Law Firms Still Struggle With Choosing the Right Technology

How do you get through exploding data volumes, without just throwing more bodies (and money) at the problem? How do you increase productivity in an era of slow-to-nonexistent growth in the demand for legal services?

Well, technology for one. As the 2019 Future Ready Lawyer Survey notes, “technology is a key enabler of the future,” the one “distinct and recurring theme” that emerged throughout the survey.

The right technology can operate as a significant force multiplier, allowing legal teams to do more with less—to cut through large data volumes, to handle new and ever-changing forms of data, to turn services such as discovery into valuable sources of in-house work, in a way that is both client-friendly and firm-friendly.

“You could spend a week, for example, just watching webinars on how to select an eDiscovery vendor. You could devote years to fielding RFPs, if you’re so inclined, only to find that, well, maybe that black box wasn’t as good as you thought.”

The participants in the 2019 Future Ready Lawyer Survey certainly recognize this. Sixty-nine percent of them identified “understanding legal technology of the highest value” as having a potentially significant impact on their firms. Once again, only a small percentage (29 percent) felt they were very prepared to address this trend.

That, too, is understandable. There are, after all, plenty of legal technology companies and vendors out there promising the world. Testing out their claims can be fairly time consuming. You could spend a week, for example, just watching webinars on how to select an eDiscovery vendor. You could devote years to fielding RFPs, if you’re so inclined, only to find that, well, maybe that black box wasn’t as good as you thought.


How Smart Lawyers Are Tackling Data, Increasing Productivity, and Embracing the Right Tech

Of course, it’s not all sturm und drang. There are, after all, ways to address these challenges—and it’s encouraging that about a third of the Wolter Kluwers survey respondents feel very prepared to address them.

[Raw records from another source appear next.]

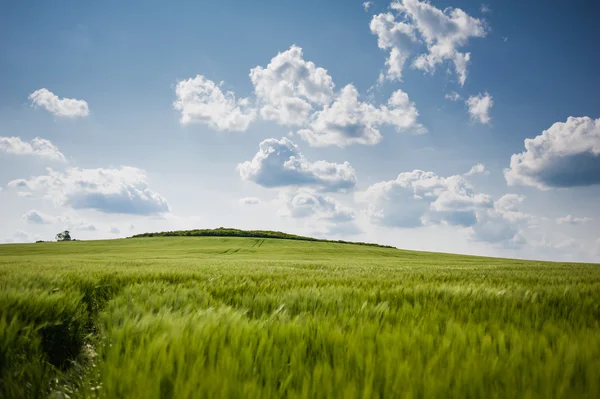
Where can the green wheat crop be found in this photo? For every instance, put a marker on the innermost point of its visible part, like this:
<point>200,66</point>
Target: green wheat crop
<point>202,317</point>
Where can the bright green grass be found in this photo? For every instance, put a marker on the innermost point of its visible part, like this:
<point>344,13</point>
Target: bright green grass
<point>259,318</point>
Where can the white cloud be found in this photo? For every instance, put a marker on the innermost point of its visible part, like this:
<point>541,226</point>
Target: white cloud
<point>570,219</point>
<point>122,190</point>
<point>200,100</point>
<point>443,32</point>
<point>565,155</point>
<point>36,217</point>
<point>39,147</point>
<point>21,236</point>
<point>453,96</point>
<point>250,201</point>
<point>68,222</point>
<point>323,212</point>
<point>303,203</point>
<point>67,107</point>
<point>279,163</point>
<point>289,87</point>
<point>397,37</point>
<point>477,169</point>
<point>479,107</point>
<point>418,198</point>
<point>349,121</point>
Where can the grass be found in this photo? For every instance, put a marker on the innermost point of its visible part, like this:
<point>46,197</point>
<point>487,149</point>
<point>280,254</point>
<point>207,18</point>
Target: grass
<point>257,318</point>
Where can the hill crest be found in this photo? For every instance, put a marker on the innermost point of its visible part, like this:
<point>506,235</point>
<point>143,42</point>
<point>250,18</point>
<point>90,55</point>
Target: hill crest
<point>230,232</point>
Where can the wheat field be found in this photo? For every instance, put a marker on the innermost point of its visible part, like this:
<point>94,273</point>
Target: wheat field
<point>203,317</point>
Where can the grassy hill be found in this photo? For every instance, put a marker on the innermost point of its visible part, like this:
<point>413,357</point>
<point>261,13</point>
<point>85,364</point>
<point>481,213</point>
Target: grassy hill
<point>263,317</point>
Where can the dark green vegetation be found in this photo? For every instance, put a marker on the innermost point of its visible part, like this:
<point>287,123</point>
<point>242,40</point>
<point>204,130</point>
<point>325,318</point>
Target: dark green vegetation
<point>228,232</point>
<point>257,318</point>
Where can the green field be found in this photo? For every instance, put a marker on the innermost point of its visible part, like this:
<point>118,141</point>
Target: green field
<point>257,318</point>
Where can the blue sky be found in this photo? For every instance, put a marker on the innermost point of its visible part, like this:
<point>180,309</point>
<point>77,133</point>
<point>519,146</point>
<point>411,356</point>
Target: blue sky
<point>150,119</point>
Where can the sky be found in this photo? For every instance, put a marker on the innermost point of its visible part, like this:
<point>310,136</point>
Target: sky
<point>450,126</point>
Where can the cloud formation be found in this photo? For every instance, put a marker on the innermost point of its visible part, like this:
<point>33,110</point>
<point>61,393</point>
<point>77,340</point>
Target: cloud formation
<point>38,147</point>
<point>324,212</point>
<point>36,217</point>
<point>349,121</point>
<point>479,107</point>
<point>302,204</point>
<point>122,190</point>
<point>570,219</point>
<point>200,100</point>
<point>289,88</point>
<point>453,96</point>
<point>294,92</point>
<point>66,107</point>
<point>443,32</point>
<point>397,37</point>
<point>418,198</point>
<point>565,155</point>
<point>250,201</point>
<point>477,169</point>
<point>279,163</point>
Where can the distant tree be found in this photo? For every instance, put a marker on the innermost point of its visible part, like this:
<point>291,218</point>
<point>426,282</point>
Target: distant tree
<point>64,236</point>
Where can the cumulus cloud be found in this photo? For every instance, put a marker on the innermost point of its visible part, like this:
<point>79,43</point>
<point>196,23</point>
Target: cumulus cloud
<point>68,222</point>
<point>294,92</point>
<point>319,209</point>
<point>67,107</point>
<point>443,32</point>
<point>279,163</point>
<point>477,169</point>
<point>250,201</point>
<point>565,155</point>
<point>201,100</point>
<point>419,198</point>
<point>38,147</point>
<point>570,219</point>
<point>395,36</point>
<point>122,190</point>
<point>453,96</point>
<point>479,107</point>
<point>21,236</point>
<point>303,204</point>
<point>504,223</point>
<point>289,87</point>
<point>36,217</point>
<point>349,121</point>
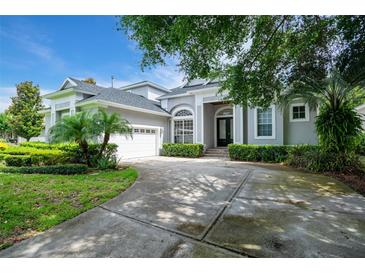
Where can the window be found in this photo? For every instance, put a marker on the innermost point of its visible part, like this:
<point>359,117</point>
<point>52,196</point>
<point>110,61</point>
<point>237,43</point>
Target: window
<point>225,112</point>
<point>299,112</point>
<point>183,112</point>
<point>183,127</point>
<point>264,123</point>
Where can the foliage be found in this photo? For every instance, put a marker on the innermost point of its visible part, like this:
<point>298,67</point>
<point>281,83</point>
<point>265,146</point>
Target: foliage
<point>183,150</point>
<point>18,160</point>
<point>338,123</point>
<point>3,146</point>
<point>74,153</point>
<point>78,128</point>
<point>104,163</point>
<point>90,81</point>
<point>5,127</point>
<point>32,203</point>
<point>84,128</point>
<point>37,156</point>
<point>257,153</point>
<point>360,144</point>
<point>107,124</point>
<point>255,57</point>
<point>317,160</point>
<point>24,112</point>
<point>69,169</point>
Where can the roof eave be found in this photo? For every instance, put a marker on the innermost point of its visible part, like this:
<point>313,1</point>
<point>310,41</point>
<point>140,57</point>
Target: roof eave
<point>108,103</point>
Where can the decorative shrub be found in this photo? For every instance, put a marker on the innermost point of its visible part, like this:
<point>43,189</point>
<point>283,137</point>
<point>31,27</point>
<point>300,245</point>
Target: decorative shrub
<point>360,146</point>
<point>257,153</point>
<point>69,169</point>
<point>67,152</point>
<point>38,156</point>
<point>18,160</point>
<point>317,160</point>
<point>183,150</point>
<point>3,146</point>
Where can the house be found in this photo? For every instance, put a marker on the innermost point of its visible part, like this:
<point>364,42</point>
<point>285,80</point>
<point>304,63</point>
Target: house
<point>361,110</point>
<point>192,113</point>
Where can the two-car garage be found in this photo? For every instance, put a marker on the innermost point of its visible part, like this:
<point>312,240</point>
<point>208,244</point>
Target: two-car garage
<point>145,141</point>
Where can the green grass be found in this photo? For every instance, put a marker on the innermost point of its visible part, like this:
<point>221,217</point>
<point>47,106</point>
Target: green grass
<point>33,203</point>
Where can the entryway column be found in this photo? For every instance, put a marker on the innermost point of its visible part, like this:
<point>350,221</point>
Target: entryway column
<point>199,120</point>
<point>238,124</point>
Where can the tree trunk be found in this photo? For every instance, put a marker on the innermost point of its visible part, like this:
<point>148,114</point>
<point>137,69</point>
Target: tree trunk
<point>103,145</point>
<point>85,150</point>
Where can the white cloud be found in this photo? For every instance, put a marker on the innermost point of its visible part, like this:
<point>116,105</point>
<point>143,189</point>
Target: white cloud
<point>33,43</point>
<point>7,92</point>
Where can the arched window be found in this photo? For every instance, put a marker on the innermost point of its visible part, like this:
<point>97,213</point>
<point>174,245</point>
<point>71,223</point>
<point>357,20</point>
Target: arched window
<point>183,127</point>
<point>225,112</point>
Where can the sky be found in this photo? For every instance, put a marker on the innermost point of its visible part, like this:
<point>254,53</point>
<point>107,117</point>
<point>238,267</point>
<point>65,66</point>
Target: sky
<point>48,49</point>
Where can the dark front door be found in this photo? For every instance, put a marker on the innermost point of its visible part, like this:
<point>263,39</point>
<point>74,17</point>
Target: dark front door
<point>224,131</point>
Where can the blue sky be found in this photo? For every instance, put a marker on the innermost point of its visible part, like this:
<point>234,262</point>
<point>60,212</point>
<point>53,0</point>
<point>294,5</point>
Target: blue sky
<point>47,49</point>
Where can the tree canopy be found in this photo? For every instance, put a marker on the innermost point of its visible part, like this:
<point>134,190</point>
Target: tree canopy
<point>24,112</point>
<point>256,57</point>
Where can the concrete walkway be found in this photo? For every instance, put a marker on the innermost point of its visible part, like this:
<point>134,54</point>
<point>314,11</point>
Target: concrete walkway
<point>213,208</point>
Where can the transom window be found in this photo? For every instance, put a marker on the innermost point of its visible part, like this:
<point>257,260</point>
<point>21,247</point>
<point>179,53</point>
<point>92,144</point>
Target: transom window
<point>299,112</point>
<point>183,112</point>
<point>264,123</point>
<point>225,112</point>
<point>183,127</point>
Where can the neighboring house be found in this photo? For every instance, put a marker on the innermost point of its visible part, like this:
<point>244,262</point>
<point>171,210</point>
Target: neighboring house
<point>192,113</point>
<point>361,110</point>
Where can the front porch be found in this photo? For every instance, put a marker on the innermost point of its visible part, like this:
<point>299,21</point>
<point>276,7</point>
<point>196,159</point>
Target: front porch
<point>222,124</point>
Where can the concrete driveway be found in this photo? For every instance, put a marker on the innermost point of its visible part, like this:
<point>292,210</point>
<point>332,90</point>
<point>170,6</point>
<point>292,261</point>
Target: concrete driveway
<point>213,208</point>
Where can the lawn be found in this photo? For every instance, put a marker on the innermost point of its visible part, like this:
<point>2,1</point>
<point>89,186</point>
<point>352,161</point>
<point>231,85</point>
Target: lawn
<point>33,203</point>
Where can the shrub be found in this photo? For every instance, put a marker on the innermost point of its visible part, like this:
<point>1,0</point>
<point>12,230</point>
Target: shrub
<point>69,169</point>
<point>3,146</point>
<point>183,150</point>
<point>360,146</point>
<point>18,160</point>
<point>318,160</point>
<point>257,153</point>
<point>38,156</point>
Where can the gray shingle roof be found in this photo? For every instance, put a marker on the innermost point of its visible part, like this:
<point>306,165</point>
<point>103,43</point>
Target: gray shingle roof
<point>126,98</point>
<point>185,89</point>
<point>87,87</point>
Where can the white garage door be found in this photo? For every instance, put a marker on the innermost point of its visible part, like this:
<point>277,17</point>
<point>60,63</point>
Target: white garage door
<point>143,143</point>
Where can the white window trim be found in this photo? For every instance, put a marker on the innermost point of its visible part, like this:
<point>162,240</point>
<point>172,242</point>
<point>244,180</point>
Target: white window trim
<point>176,118</point>
<point>273,116</point>
<point>306,119</point>
<point>223,116</point>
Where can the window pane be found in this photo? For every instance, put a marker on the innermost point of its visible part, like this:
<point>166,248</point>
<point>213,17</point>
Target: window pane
<point>183,131</point>
<point>264,122</point>
<point>299,112</point>
<point>184,112</point>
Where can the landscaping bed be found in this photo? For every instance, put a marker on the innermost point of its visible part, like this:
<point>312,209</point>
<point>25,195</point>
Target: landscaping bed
<point>183,150</point>
<point>31,203</point>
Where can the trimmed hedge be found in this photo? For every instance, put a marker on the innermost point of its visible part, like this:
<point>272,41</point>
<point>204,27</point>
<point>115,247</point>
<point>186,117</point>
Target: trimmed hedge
<point>183,150</point>
<point>73,151</point>
<point>36,156</point>
<point>18,160</point>
<point>69,169</point>
<point>257,153</point>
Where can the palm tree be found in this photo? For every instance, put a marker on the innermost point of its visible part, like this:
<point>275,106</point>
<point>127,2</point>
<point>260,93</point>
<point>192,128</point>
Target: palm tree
<point>77,128</point>
<point>337,124</point>
<point>108,124</point>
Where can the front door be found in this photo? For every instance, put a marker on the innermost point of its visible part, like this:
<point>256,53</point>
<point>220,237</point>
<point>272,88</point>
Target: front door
<point>224,131</point>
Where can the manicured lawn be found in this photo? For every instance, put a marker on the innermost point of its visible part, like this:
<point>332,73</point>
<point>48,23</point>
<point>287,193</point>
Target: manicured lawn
<point>362,159</point>
<point>34,203</point>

Rising data sizes can be addressed with powerfully simple software (or incredibly complex and expensive software, if that’s your thing too). Instant discovery software like Logikcull can automatically process data, deduplicate files, and prepare them for review. Culling Intelligence can be used to quickly filter data down, while industry-leading search technology can further narrow your data set down to the information that matters. And with the right software, legal teams can handle discovery in all its forms, whether dealing with traditional documents or emerging communication tools like Slack.

Such simple, powerful technology is why innovative litigators can use Logikcull to search through Slack data and win their case, and why one of the world’s largest companies is able to reduce the document volume requiring outside counsel review by more than 98 percent.

That ability, itself, can be a massive productivity gain. Now, with the right tools, legal teams can take on work, and matters, that would have once required an army of associates and six-figure budgets for outside vendors.

“Modern software is increasingly cutting out the traditional sales and implementation cycle, eliminating the months of presentation and allowing nearly instant access, so you can get into the software and see just how it works.”

Of course, picking that technology can sometimes feel daunting. You can, as mentioned above, dedicate a year or two to finding the solution that’s right for you, reading through massive RFPs, sitting through demos, and being hounded by salespeople.

Or you could see what’s worked for your peers. Consulting review sites such as G2Crowd, Gartner, and Capterra can quickly give you a survey of what technology works best, and what might not. These sites have hundreds of verified, independent user evaluations, ranking technology not only on a traditional five-star scale, but also by factors such as “ease of set up” and “ease of use.”

Or you could just try it out.

Modern software is increasingly cutting out the traditional sales and implementation cycle and allowing nearly instant access, so you can get into the software and see just how it works.

After all, if you’re not consulting with colleagues or testing out technology yourself, you’re essentially just listening to sales pitches.

And that’s no way to get ahead of the future.